Aku sempat berpikir, mungkin aku gila. Lama-kelamaan bukan hanya manusia yang memiliki sepasang sayap, tapi juga kucing peliharaan Maya, tetanggaku, bahkan sapi peliharaan Ayah. Aku melihat juga melihat sepasang sayap di punggung Ayah dan Ibu. Sayap putih yang berkilau indah. Aku juga bisa melihat sayap yang samar ada di punggungku. Aku tidak bisa menyentuh sayap itu, tapi aku melihatnya dengan jelas.

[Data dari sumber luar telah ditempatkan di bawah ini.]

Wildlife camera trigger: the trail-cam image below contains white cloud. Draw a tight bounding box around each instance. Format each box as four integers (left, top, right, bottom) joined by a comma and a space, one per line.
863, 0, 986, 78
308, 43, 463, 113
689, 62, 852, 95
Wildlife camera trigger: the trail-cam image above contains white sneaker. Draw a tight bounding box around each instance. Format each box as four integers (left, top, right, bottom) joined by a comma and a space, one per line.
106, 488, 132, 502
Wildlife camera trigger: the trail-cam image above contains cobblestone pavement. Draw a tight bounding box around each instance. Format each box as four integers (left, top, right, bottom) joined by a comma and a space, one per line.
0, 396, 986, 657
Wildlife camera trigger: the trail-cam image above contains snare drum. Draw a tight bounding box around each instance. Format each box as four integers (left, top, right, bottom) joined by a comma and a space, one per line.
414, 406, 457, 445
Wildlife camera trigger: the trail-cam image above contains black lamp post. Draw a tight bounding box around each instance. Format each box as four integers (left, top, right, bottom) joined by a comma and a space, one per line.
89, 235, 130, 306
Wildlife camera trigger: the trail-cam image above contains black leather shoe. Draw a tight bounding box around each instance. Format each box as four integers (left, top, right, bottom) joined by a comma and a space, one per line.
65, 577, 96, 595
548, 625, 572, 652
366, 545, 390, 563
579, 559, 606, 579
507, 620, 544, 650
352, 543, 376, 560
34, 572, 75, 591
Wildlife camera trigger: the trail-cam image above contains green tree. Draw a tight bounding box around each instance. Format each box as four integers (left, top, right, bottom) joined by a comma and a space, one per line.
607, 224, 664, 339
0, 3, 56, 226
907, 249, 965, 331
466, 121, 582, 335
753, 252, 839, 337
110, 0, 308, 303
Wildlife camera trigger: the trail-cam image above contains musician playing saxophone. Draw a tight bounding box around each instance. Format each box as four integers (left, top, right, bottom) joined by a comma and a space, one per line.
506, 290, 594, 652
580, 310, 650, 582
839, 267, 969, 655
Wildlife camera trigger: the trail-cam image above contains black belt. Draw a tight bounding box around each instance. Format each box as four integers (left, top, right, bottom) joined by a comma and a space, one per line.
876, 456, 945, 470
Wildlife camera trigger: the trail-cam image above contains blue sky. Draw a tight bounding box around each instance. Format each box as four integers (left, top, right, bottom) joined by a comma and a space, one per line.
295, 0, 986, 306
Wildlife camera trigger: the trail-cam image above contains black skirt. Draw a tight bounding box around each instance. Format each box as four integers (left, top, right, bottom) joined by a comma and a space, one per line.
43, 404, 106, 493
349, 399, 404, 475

            Awalnya aku risih dengan sayap-sayap itu, tapi lama-kelamaan aku mulai terbiasa. Dan kini, saat aku kuliah di sebuah perguruan tinggi negeri bergengsi di kota besar, aku sudah sangat terbiasa dengan pemandangan manusia-manusia bersayap. Rupa sayap yang selama ini aku lihat beraneka macam. Ada yang sama berkilaunya dengan sayap kedua orangtuaku, ada juga sayap yang berwarna hitam.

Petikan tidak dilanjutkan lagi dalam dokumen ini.